Fue precisamente la incautación de estos dispositivos móviles la que generó los primeros roces procesales. Fuentes vinculadas al caso revelaron que los detectives retiraron el teléfono celular del senador Miguel Ángel Calisto, pero sin que este entregara las claves de acceso correspondientes. Los investigadores tomaron contacto telefónico con su defensor, quien optó por no facilitar las contraseñas bajo el argumento de que no correspondía entregar dichos accesos sin conocer previamente los detalles de la carpeta investigativa reservada.

No obstante, la postura de Calisto varió con el correr de las horas. A través de un comunicado público, el parlamentario por la Región de Aysén descartó tener participación en las irregularidades y confirmó que resolvió colaborar de manera activa: “Frente a la solicitud, entregamos de manera voluntaria e inmediata nuestro equipo telefónico y el acceso a las cuentas corrientes porque no tengo nada que ocultar”.

Por su parte, el senador Sergio Gahona también manifestó su disposición a someterse a los requerimientos del estrado. “Estoy tranquilo.
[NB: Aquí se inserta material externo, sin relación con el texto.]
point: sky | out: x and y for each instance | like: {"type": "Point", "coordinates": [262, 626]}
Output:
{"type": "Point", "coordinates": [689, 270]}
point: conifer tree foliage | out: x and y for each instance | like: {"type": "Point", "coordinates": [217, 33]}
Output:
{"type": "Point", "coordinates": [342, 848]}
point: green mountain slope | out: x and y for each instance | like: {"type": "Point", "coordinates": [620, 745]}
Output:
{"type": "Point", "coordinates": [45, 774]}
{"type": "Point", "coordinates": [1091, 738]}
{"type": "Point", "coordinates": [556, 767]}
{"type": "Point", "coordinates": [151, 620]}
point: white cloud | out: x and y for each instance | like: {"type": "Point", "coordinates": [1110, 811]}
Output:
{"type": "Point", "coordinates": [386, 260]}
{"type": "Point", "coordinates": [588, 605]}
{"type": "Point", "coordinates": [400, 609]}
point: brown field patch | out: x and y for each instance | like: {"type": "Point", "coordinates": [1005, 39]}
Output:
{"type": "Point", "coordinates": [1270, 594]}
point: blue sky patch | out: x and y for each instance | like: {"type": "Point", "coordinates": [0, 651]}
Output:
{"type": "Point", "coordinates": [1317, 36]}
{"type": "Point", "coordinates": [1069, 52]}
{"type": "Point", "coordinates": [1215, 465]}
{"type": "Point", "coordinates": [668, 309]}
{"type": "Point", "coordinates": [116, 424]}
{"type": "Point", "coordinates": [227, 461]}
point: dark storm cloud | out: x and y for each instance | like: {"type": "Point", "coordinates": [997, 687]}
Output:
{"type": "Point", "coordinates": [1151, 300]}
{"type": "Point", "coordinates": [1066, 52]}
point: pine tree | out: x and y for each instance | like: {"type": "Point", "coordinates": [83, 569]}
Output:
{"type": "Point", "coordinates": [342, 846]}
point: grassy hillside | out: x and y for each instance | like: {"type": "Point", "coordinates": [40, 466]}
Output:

He colaborado activamente en esta diligencia, porque soy el más interesado en que esta situación sea aclarada plenamente a la mayor brevedad”, sostuvo el legislador gremialista. Una postura distante a la del ex diputado Hugo Gutiérrez, quien reconoció estar desconcertado frente a las pesquisas penales: “Yo no tengo mucha claridad en realidad sobre lo que está ocurriendo con respecto a esa investigación (…) no tengo conocimiento ni conciencia de qué es lo que me están achacando”.

El origen de la alerta judicial omitida

La arista penal que hoy golpea al Parlamento comenzó a ramificarse a partir de un hallazgo fortuito en la justicia laboral. En enero de 2025, durante una audiencia en el Segundo Juzgado de Letras de San Fernando, la Junaeb fue advertida formalmente por dicho tribunal de que una encargada del programa de alimentación escolar supuestamente obligaba a las manipuladoras a “informar más raciones de las que se preparan a diario” para que los funcionarios se repartieran los excedentes de comida.

Pese a que el tribunal ofició expresamente a la institución el 28 de enero de 2025 para que se investigaran los hechos y se tomaran medidas judiciales, la Junaeb respondió al Ministerio Público que “no existen antecedentes documentales que permitan concluir que dicha investigación se haya ordenado por la autoridad de la época”. Las pesquisas de la fiscalía confirmaron que al menos cuatro funcionarios del área jurídica —entre ellos la exdirectora nacional de Junaeb, Camila Rubio Araya— abrieron y leyeron el oficio judicial en reiteradas ocasiones entre fines de enero y marzo de 2025.

El hecho de que “ninguno de ellos realizó denuncia alguna” ante las policías o la justicia abrió un flanco penal secundario por omisión de denuncia y retardo de servicio. Este es el cuadro judicial que la fiscalía intentará esclarecer mediante la revisión de las cuentas bancarias de los parlamentarios, de los ejecutivos de Soser y de los propios directores de la Junaeb, buscando determinar si detrás del silencio administrativo existió un flujo irregular de capitales.